10 ways to make every day Earth Day
Toby Talbot / AP File Photo
Crocuses are a sure sign of spring.
In Vermont tomorrow, Earth Day falls at the ripening of spring — when the snow melts, the days warm, the first snowdrops and crocuses color our muddy lawns and we awake at first light — ever earlier — to the sound of songbirds back from their winter respite in points south.
These sure signs of the end of nature’s winter slumber remind us of our connection to the environment.
On Earth Day, we are reminded that each one of us has a role to play to protect, for our children and grandchildren, the beauty and wonder of this place: the clear trout stream and fresh mountain air, the deep forests and green meadows, the bobcat and the bear. We take stock of the challenges we face as a state, a nation and a world and rededicate ourselves to good environmental stewardship.
This Earth Day, I ask Vermonters to commit ourselves to celebrating Earth Day every day. Here are 10 simple ways you can help:
1. Green up Vermont. Every spring when the snow melts we see litter that has accumulated on our roadsides and in our woods and rivers. Help keep Vermont beautiful by joining a cleanup team in your community on Green Up Day (May 4) www.greenupvermont.org.
2. Choose local. Whether it is buying produce at a local farmers market, honey from a local beekeeper, furniture from a Vermont woodworker or bread from a local bakery, buying local helps preserve Vermont’s working landscape, supports a vibrant economy and reduces your carbon footprint. Better yet, plant a garden. The exercise and fresh healthy, vegetables are good for you and good for the planet.

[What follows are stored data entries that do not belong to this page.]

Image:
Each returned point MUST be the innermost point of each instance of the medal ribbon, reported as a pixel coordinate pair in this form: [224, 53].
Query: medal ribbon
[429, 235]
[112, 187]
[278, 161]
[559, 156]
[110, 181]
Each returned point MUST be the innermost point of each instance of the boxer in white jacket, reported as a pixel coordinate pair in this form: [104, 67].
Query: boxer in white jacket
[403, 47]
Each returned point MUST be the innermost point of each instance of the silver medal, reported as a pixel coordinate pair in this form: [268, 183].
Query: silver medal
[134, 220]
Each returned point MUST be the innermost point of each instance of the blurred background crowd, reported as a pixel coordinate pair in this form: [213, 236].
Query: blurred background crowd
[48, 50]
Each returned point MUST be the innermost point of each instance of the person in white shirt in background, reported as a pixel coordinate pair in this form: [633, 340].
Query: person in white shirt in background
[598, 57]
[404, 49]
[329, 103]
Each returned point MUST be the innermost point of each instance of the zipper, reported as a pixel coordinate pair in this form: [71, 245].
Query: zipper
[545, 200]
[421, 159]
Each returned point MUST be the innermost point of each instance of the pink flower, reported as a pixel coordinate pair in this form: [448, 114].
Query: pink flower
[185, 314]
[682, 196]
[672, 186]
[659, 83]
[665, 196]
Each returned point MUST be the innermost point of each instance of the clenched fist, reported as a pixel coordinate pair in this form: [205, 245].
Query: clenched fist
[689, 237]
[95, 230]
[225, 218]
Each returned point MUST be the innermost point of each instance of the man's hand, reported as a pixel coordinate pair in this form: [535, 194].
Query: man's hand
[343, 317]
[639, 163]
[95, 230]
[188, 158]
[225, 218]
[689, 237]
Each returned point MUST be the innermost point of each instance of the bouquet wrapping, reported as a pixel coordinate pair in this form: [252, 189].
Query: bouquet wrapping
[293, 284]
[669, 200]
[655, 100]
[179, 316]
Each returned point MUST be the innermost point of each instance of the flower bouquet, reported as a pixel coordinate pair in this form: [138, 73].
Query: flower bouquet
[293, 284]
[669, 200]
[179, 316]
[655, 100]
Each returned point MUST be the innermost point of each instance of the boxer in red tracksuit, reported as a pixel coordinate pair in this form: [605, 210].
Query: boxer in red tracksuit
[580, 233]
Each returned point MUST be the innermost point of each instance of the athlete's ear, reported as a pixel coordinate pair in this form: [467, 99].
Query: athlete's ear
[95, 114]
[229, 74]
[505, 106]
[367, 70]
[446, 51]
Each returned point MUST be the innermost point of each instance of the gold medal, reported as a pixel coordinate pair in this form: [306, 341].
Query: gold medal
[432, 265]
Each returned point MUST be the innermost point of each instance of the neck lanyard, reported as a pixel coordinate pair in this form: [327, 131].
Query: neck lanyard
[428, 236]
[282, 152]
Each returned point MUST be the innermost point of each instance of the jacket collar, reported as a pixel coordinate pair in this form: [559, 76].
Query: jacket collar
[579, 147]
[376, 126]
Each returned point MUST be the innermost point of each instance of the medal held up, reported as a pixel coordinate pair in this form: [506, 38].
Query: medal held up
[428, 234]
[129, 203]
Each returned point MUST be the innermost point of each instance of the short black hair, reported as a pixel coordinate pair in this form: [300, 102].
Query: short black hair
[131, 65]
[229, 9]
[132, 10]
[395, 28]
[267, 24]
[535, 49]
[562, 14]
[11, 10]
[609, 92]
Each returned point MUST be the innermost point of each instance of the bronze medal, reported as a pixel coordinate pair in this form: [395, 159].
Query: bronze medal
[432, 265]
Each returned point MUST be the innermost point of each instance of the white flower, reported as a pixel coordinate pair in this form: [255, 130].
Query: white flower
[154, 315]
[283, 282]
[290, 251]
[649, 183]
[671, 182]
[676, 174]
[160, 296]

3. Turn off your car. Idling your car affects air quality, contributes to increased incidence of asthma and also contributes to global warming. If Americans cut idling time in half we would prevent as much as 26 million tons of carbon dioxide from entering the atmosphere each year. If you idle for more than 10 seconds, you use more fuel than restarting your engine, so idling also wastes money and gas.
4. Kick your addiction to fossil fuels. Vermonters’ leading contributions to global warming (greenhouse gas emissions) come from the fossil fuels we use to heat our homes and businesses and to fuel our cars. Reduce your carbon footprint (and save gas money) by walking, taking a bus, riding a bike and carpooling. Heat your house using Vermont wood with a woodstove or pellet stove. Visit Efficiency Vermont to take advantage of energy saving incentives (www.efficiencyvermont.com).
5. Button up your house. Give your house an energy audit and find ways to make your home more comfortable while saving money and reducing your carbon footprint. Weatherize your house to save energy, save money and to stay warm. Even better, help your neighbors do this as well by getting your town to participate in the Vermont Home Energy Challenge (www.efficiencyvermont.com).
6. Waste not, want not. When we reduce what we use, reuse what we can and recycle the rest, we save money and save the planet. Turn off lights and unplug electronics to conserve electricity and save on your electric bill. Office workers in America use, on average, 10,000 sheets of copy paper each year. Think before you print — and save money and paper by using email.
7. Fill a reusable water bottle from your tap. Tap water is cleaner, cheaper and healthier than store-bought water. One and a half million tons of plastic water bottles are thrown out every year. In Vermont we spend more than $10 million every year to ensure that municipal tap water is clean and healthy. Taking advantage of that investment is good for your health, your wallet and the health of our communities.
8. Take a child to a state forest or park. Research shows that a person develops a love of the outdoors and a positive environmental ethic through childhood experiences in nature. We also know that when kids spend many hours every day sitting in front of a television or computer they have a greater risk of obesity, diabetes and depression. There are many great ways to have fun with kids outdoors in Vermont. Take the Vermont Venture Outdoor Challenge and earn a free season’s pass to Vermont State Parks (www.vtstateparks.com), participate in a Becoming an Outdoor Family program (www.uvm.edu) and learn how to hunt, fish and camp, or take your canoe to one of Vermont’s many beautiful ponds or rivers.
9. Get involved. Make a difference in your community. Join your conservation commission, energy committee or planning commission. Become a master gardener or urban forester, or volunteer to teach environmental education in your local school.
10. Take time every day to appreciate Vermont’s natural beauty. We are lucky to live in Vermont. Get out and enjoy the mountains, rivers and forests, and celebrate Earth Day every day.
Deb Markowitz is secretary of the Vermont Agency of Natural Resources.